I get it. I especially get it if you are a retiree. You’ve worked hard to build your retirement nest egg. The last thing you want is to see half of it go up in a puff of smoke.
The problem is, leaving your money in the bank, earning just 2% per annum, may confine you to a miserly retirement, watching every cent, too scared to spend up on some of life’s luxuries.
There is another way.
A way that thousands of your fellow investors have already discovered.
A way that not only earns you a thoroughly decent return on your money, but also enables you to beat the taxman, potentially setting you up to receive a tax refund.
In this low interest rate environment, we believe dividend-paying ASX shares — particularly those paying fully franked dividends — are a truly compelling alternative to cash.

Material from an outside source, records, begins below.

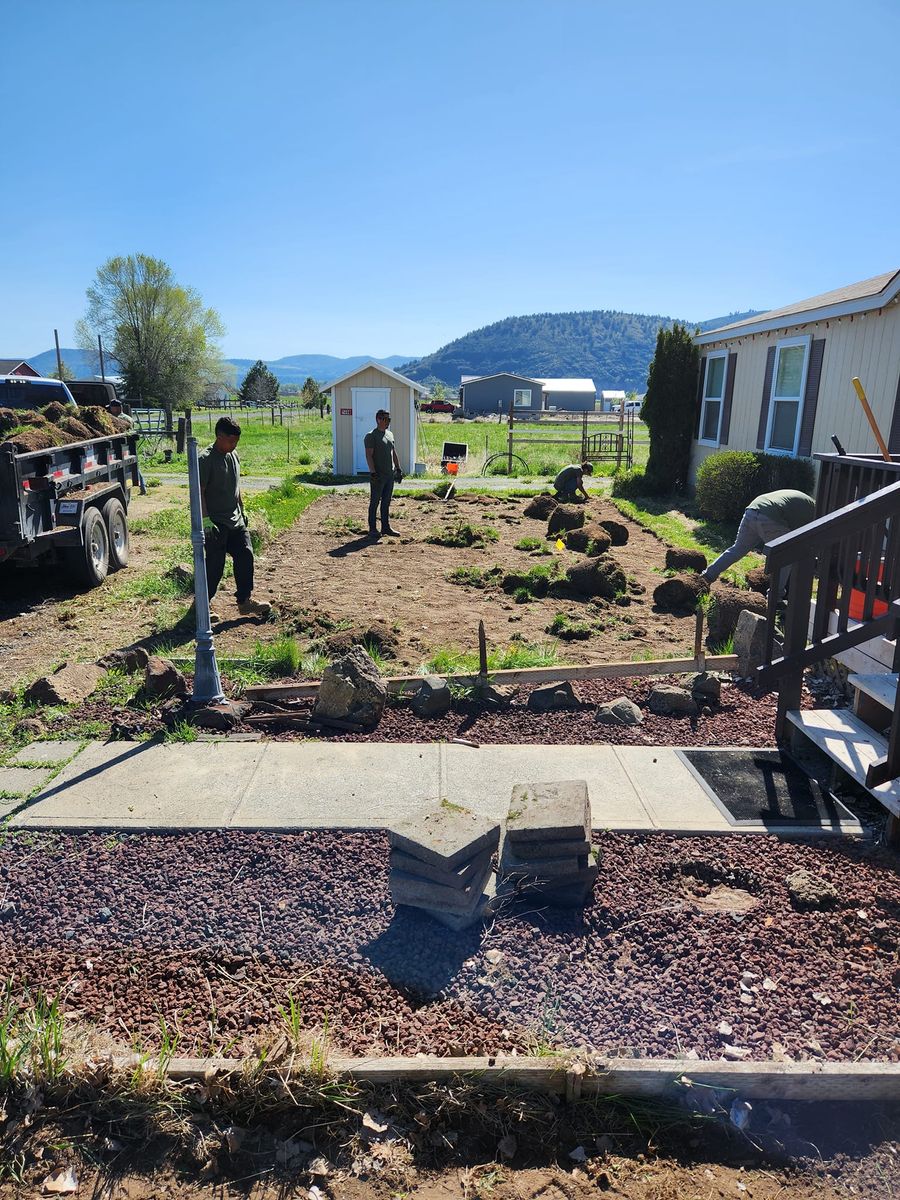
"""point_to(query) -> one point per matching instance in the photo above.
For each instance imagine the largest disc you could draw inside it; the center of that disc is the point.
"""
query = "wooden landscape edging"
(576, 1079)
(399, 685)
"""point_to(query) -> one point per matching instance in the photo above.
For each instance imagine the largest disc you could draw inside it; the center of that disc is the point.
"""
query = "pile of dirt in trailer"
(55, 426)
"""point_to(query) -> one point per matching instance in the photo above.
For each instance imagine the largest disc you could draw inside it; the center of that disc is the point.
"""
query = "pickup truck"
(67, 503)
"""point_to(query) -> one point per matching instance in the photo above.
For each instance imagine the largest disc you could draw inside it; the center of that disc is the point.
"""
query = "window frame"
(718, 400)
(805, 341)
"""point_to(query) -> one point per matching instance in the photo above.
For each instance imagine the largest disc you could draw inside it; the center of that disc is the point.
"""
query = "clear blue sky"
(379, 177)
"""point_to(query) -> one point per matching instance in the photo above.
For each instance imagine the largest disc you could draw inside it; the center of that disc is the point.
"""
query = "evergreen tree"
(670, 409)
(259, 387)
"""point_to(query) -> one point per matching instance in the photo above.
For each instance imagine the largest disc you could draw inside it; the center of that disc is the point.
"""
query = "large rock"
(598, 577)
(591, 538)
(352, 690)
(565, 516)
(433, 697)
(681, 593)
(540, 507)
(69, 684)
(163, 679)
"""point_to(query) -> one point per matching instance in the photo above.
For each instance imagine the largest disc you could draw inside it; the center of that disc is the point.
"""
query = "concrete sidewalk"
(304, 785)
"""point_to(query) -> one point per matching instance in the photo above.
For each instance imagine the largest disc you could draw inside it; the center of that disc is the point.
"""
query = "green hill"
(612, 348)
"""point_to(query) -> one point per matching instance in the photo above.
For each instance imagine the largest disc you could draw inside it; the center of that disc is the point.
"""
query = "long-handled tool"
(870, 418)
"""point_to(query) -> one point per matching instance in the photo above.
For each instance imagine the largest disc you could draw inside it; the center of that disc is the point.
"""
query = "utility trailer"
(69, 503)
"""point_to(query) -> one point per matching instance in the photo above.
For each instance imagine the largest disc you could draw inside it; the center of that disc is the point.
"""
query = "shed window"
(789, 381)
(713, 397)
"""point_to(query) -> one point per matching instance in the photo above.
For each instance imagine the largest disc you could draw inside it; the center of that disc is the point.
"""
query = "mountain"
(613, 348)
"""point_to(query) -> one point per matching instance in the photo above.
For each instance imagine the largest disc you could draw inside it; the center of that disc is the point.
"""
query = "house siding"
(865, 345)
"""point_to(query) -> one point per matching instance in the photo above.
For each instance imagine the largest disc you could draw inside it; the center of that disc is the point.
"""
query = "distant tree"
(259, 387)
(670, 409)
(160, 331)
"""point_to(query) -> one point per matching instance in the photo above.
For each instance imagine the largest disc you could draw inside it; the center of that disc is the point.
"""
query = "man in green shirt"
(771, 515)
(223, 519)
(383, 472)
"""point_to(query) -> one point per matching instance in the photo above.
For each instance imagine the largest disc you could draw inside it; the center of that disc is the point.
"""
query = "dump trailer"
(69, 503)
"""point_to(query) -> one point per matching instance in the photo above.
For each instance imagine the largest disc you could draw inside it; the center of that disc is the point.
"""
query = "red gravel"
(214, 930)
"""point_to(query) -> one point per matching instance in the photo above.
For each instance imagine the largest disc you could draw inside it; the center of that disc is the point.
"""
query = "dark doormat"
(768, 787)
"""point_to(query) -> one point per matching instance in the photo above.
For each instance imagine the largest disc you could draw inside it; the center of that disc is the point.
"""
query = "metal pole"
(207, 684)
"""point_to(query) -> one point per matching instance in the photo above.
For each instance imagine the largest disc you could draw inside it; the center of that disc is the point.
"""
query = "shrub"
(730, 480)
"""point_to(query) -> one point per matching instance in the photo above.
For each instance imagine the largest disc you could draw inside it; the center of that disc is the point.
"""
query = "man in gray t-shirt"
(383, 472)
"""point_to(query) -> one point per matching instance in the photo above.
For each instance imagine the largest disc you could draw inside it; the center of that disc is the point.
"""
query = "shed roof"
(863, 297)
(384, 370)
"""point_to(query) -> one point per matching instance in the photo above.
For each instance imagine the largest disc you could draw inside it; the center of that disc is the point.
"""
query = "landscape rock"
(352, 690)
(681, 593)
(163, 679)
(565, 516)
(667, 700)
(433, 697)
(598, 577)
(69, 684)
(809, 891)
(553, 696)
(591, 538)
(617, 531)
(541, 507)
(619, 712)
(678, 559)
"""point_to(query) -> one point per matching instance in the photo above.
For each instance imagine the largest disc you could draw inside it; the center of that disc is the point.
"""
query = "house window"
(713, 396)
(789, 381)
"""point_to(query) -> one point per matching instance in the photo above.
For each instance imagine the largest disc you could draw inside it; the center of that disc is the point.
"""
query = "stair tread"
(851, 743)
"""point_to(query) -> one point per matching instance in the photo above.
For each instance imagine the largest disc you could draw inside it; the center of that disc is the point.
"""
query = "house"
(355, 399)
(495, 393)
(781, 381)
(18, 366)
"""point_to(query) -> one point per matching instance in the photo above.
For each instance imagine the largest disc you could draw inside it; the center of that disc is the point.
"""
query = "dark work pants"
(235, 543)
(381, 489)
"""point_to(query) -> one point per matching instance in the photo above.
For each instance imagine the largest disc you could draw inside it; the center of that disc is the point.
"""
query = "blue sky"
(379, 177)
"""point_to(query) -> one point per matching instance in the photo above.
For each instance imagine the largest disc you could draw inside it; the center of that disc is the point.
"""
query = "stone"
(541, 507)
(69, 684)
(598, 577)
(553, 696)
(667, 700)
(352, 690)
(619, 712)
(617, 531)
(558, 811)
(133, 658)
(681, 593)
(810, 891)
(447, 837)
(163, 679)
(223, 715)
(678, 559)
(565, 516)
(433, 697)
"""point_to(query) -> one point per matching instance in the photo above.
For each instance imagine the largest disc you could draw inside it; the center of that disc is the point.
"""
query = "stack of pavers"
(442, 863)
(547, 843)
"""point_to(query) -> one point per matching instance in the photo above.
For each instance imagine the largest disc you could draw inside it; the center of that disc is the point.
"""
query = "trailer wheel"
(117, 525)
(90, 563)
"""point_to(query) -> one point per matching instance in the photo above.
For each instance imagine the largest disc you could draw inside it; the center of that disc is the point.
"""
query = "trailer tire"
(90, 563)
(117, 523)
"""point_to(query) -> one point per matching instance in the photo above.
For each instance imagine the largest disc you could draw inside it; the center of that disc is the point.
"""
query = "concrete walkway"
(305, 785)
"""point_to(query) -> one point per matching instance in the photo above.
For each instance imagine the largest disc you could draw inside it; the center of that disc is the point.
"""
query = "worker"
(771, 515)
(383, 472)
(570, 481)
(225, 521)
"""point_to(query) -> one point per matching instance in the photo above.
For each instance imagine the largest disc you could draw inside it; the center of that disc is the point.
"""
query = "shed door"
(366, 402)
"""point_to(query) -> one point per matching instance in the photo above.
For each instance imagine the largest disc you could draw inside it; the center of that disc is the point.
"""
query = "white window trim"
(805, 341)
(719, 400)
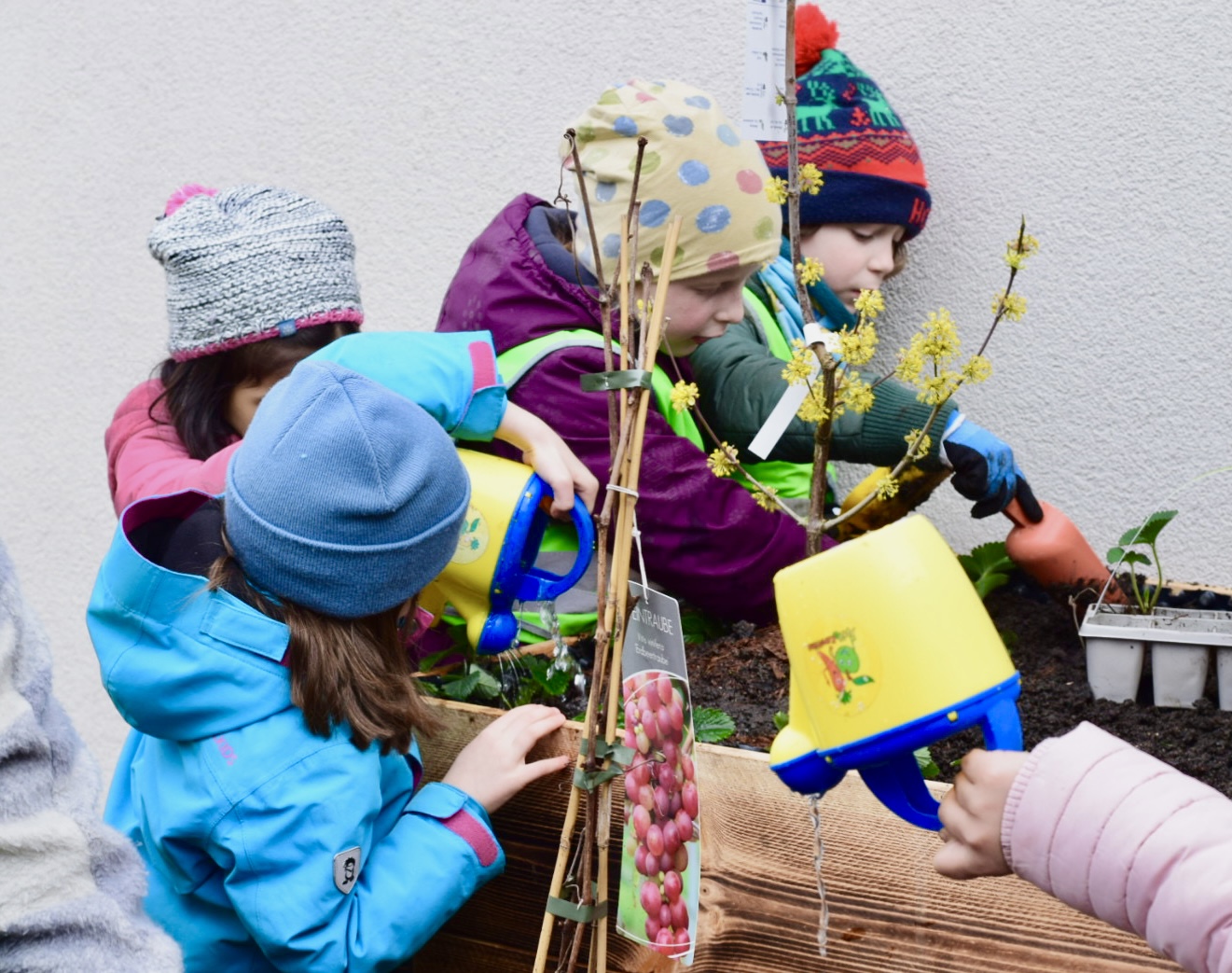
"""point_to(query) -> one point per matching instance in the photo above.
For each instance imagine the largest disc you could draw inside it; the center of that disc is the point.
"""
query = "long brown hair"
(342, 670)
(196, 391)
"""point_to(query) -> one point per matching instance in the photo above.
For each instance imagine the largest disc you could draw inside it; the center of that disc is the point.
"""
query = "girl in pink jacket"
(257, 279)
(1106, 829)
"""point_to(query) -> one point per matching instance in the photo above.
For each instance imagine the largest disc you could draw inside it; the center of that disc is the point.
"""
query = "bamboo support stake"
(621, 569)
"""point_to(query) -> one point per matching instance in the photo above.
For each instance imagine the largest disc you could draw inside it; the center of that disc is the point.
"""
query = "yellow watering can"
(494, 563)
(891, 650)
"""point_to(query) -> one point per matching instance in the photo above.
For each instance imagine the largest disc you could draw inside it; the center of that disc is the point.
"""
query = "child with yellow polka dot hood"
(532, 280)
(872, 201)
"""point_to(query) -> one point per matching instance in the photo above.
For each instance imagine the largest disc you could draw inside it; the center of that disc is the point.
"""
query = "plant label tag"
(660, 862)
(764, 116)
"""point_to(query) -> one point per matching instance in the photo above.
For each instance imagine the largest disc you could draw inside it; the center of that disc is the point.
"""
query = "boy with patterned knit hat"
(532, 280)
(874, 197)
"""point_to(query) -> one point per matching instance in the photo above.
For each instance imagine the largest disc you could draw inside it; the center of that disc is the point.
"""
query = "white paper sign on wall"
(764, 118)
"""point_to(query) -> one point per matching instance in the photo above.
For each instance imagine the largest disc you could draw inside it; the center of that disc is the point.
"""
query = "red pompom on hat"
(845, 127)
(184, 193)
(813, 35)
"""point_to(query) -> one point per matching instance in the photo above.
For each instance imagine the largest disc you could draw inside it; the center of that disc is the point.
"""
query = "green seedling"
(989, 566)
(711, 724)
(1144, 535)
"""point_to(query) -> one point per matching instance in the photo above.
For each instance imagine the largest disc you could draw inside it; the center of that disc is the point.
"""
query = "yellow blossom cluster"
(977, 369)
(923, 447)
(813, 408)
(856, 395)
(927, 362)
(870, 304)
(722, 461)
(810, 272)
(799, 368)
(860, 345)
(766, 498)
(886, 488)
(684, 396)
(810, 180)
(1012, 306)
(1019, 249)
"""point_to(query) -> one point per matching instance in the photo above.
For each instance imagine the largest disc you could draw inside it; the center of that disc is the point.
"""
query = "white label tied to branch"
(793, 396)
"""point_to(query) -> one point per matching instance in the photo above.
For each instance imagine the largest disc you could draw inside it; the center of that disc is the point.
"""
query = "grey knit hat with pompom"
(252, 262)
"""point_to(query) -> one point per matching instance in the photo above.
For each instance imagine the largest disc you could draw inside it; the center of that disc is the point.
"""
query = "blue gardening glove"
(985, 469)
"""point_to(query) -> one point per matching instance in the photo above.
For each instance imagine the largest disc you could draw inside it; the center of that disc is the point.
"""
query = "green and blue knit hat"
(845, 127)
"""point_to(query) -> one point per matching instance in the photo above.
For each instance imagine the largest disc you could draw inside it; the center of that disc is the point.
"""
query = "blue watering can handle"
(898, 784)
(541, 585)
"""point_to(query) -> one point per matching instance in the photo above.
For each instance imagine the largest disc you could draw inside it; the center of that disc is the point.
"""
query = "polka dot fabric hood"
(695, 165)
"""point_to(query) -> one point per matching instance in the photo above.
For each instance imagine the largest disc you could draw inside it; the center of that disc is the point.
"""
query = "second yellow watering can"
(494, 563)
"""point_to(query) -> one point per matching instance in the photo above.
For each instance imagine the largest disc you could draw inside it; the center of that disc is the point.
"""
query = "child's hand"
(972, 814)
(493, 766)
(544, 450)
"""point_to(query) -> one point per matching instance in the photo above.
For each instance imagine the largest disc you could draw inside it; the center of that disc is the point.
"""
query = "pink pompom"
(184, 193)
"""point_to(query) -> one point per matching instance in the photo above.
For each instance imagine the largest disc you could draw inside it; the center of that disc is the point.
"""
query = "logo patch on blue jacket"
(346, 869)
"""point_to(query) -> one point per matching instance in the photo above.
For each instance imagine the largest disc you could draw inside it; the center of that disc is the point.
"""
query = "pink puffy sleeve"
(1128, 839)
(145, 457)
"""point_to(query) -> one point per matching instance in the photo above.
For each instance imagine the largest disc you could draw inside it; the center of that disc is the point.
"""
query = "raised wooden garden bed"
(890, 911)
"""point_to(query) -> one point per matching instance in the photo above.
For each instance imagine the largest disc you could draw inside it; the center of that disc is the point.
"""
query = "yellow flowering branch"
(725, 460)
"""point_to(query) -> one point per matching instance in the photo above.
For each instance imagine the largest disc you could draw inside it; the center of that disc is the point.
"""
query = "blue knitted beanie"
(344, 496)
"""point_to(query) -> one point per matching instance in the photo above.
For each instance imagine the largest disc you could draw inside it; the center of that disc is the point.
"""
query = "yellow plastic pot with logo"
(891, 649)
(494, 563)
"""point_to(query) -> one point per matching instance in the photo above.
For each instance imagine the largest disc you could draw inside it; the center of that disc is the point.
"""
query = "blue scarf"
(780, 280)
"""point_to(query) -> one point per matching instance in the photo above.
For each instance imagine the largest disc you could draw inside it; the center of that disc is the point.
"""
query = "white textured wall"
(1104, 123)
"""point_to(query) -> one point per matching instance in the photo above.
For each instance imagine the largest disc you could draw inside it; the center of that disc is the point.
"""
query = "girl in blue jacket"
(256, 643)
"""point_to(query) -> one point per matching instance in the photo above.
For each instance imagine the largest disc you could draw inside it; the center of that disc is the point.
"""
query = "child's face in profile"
(856, 257)
(701, 308)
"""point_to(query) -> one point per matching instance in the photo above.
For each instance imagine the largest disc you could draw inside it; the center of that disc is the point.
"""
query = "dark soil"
(745, 675)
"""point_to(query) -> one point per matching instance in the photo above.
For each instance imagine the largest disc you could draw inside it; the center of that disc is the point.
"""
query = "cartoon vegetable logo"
(841, 661)
(473, 538)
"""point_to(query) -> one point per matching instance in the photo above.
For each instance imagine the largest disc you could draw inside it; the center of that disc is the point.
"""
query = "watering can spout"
(1055, 552)
(891, 650)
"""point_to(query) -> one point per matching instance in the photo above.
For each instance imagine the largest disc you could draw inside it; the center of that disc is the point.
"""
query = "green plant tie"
(611, 381)
(575, 911)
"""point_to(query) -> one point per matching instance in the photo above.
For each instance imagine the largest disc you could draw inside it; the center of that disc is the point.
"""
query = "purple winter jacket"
(705, 538)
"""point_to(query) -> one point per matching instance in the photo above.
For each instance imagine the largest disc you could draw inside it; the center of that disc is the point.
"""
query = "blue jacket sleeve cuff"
(464, 816)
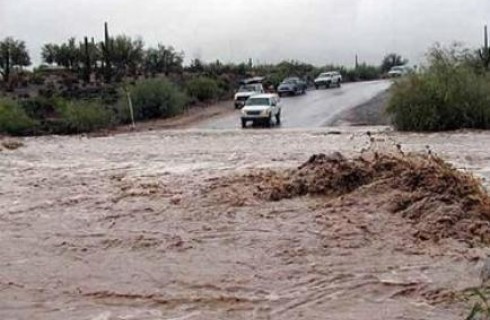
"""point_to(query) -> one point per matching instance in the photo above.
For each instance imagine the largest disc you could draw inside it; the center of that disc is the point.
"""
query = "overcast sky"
(316, 31)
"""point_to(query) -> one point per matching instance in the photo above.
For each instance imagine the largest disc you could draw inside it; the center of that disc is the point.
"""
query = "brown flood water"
(126, 227)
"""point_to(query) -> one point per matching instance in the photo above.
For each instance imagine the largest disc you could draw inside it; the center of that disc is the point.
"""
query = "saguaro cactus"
(485, 51)
(87, 62)
(107, 54)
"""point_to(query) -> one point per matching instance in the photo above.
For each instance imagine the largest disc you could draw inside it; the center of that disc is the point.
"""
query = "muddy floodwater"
(131, 227)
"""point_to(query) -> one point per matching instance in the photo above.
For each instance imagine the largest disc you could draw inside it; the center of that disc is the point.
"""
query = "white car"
(262, 108)
(246, 91)
(328, 79)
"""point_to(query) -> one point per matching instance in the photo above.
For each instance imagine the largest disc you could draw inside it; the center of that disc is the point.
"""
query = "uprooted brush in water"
(441, 201)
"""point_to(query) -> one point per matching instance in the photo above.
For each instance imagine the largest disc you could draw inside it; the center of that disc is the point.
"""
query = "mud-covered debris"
(441, 201)
(12, 144)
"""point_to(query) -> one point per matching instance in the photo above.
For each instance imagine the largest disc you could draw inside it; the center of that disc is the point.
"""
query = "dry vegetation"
(440, 201)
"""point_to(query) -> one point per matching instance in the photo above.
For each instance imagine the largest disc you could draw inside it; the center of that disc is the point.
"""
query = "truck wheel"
(268, 121)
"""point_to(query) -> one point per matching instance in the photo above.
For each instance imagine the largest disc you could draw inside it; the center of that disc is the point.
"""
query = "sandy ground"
(133, 226)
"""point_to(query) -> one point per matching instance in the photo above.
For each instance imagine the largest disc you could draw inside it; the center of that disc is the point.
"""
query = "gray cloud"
(318, 31)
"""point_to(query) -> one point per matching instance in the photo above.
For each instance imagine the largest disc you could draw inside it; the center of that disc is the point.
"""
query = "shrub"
(157, 98)
(448, 95)
(203, 89)
(83, 116)
(14, 120)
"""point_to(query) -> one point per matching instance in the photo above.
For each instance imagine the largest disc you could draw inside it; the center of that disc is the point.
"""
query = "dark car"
(292, 86)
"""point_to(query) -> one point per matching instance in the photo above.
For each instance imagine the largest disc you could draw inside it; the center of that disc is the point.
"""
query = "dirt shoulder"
(371, 113)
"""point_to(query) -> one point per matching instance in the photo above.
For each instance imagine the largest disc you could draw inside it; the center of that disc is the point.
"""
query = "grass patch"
(14, 120)
(157, 98)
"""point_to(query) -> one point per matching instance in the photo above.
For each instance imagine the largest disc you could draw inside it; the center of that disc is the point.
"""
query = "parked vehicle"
(246, 90)
(328, 79)
(262, 108)
(398, 71)
(292, 86)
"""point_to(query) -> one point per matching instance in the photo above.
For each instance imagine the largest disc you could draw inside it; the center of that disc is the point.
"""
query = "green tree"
(127, 55)
(13, 53)
(392, 60)
(49, 52)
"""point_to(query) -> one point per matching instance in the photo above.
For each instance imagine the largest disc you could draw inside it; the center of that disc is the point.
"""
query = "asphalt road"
(317, 108)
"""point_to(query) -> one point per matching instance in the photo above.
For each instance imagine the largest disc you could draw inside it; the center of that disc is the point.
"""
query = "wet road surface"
(317, 108)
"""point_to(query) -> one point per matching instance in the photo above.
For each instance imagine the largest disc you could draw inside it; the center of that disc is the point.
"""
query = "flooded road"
(126, 227)
(318, 108)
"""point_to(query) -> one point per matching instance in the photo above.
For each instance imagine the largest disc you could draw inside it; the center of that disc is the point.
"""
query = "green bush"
(448, 95)
(83, 116)
(203, 89)
(157, 98)
(14, 120)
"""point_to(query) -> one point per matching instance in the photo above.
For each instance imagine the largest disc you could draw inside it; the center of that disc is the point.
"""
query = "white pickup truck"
(328, 79)
(248, 88)
(262, 108)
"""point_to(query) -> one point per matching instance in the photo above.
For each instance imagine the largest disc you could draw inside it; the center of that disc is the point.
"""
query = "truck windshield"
(246, 89)
(258, 102)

Below I’ll show you how you can get started, either by adding some of the ASX’s very best dividend stocks to your portfolio, or just get started earning a decent return on your money.
But first, before you get started, know these two simple yet critically important keys to investing success…
We think the ultimate secret to wealth creation, is having the discipline to…
1) Put money to work in the stock market every single month, no matter what the market is doing, either up or down.
2) Leave your money invested in shares for the long-term, no matter what the market is doing, either up or down.
Investing during a bull market is easy. Your portfolio only goes up. Happy days.
It’s what you do during the inevitable downturns — almost exactly like we’re experiencing today — that ultimately determines whether you’ll be prince or pauper.
If you’re the type of person to freak out at the first sign of share market volatility, you’re probably better off in cash.
I’m in cash.
I’m in shares too.
Cash helps me sleep well at night.
It also gives me options.
The option to buy shares whenever I see opportunity.
The option to pile a heap of money into the market when prices are cheapest.
The option to go on holiday, to repair the car, or to upgrade the TV.
You like a bargain. You like to buy a case of wine when it’s on special. Buy one, get one free. Half price on a block of Cadbury’s chocolate.
You’d think the same thing goes with investing. The cheaper they are, the more shares people will buy.
The strange fact is the exact opposite is true.
When shares are cheap — as many appear to be now, after the market’s recent correction — many investors head for the hills.
Worse, they sell, at the worst possible moment… like now, when the share market is going through one of its inevitable wobbles.